Vamos a ver: con todas esas cosas, la “experiencia estética de lo bello y lo sublime” (Edmund Burke dixit) se altera o, de plano, no se alcanza y todo queda en una especie de coitus interruptus y… ¡así, no!
Mucha gente, sin embargo, no está de acuerdo conmigo. Lo digo porque, durante esta semana, el cartel de “Entradas Agotadas” no ha tardado en colgarse a diario en la web (y eso que todavía no está permitido viajar entre provincias y, menos todavía, que entren turistas al país). ¿Ahora resulta que todo mundo va a los museos? Que yo sepa, antes de la pandemia los habían masificado precisamente los turistas, pero no los “locales.” Pues ahora, con tal de no estar en casa... ¡venga, al museo!
Cuentan que, a pesar de la distancia y las dificultades del viaje, desde hace ya más de dos siglos muchos artistas europeos se esforzaban por venir a ver, analizar y copiar muchas de las obras que alberga el Museo del Prado (sobre todo las de Velázquez).

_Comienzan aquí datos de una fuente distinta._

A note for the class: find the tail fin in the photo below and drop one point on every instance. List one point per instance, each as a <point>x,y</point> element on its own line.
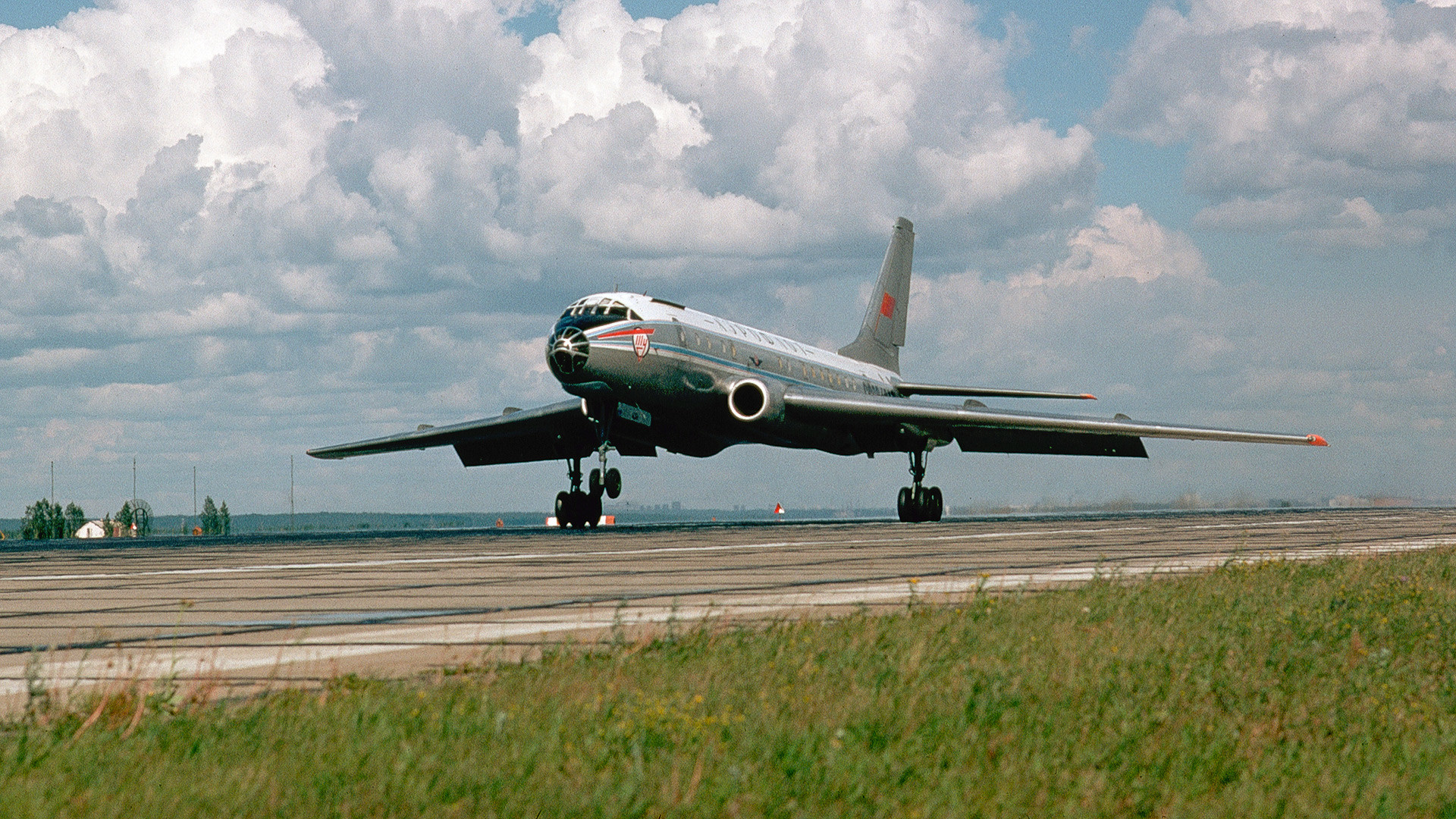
<point>884,330</point>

El primer pintor de renombre en hacerlo fue el escocés David Wilkie, radicado en Londres y retratista de la independencia española (de forma paralela a Goya), quien se pasó más de cinco meses de 1827 ante los cuadros de Murillo y Velázquez. “Venía todos los días al museo, pasaba tres horas en un silencioso éxtasis, se fijaba en las diferencias técnicas y expresivas, que le parecían ser la base o el antecedente directo de lo que entonces se hacía en Inglaterra, y después, cuando la fatiga y la admiración lo agotaban, dejaba escapar un ¡uf! del fondo de su pecho, se ponía su sombrero y se iba para luego volver”, escribió Louis Viardot en su Estudio de las Bellas Artes en España.
Ya lo ven: Wilkie venía desde Londres, sin importarle las adversidades viajeras decimonónicas, y uno que tiene aquí al lado esta maravilla de lugar, ay, no se atreve a ir.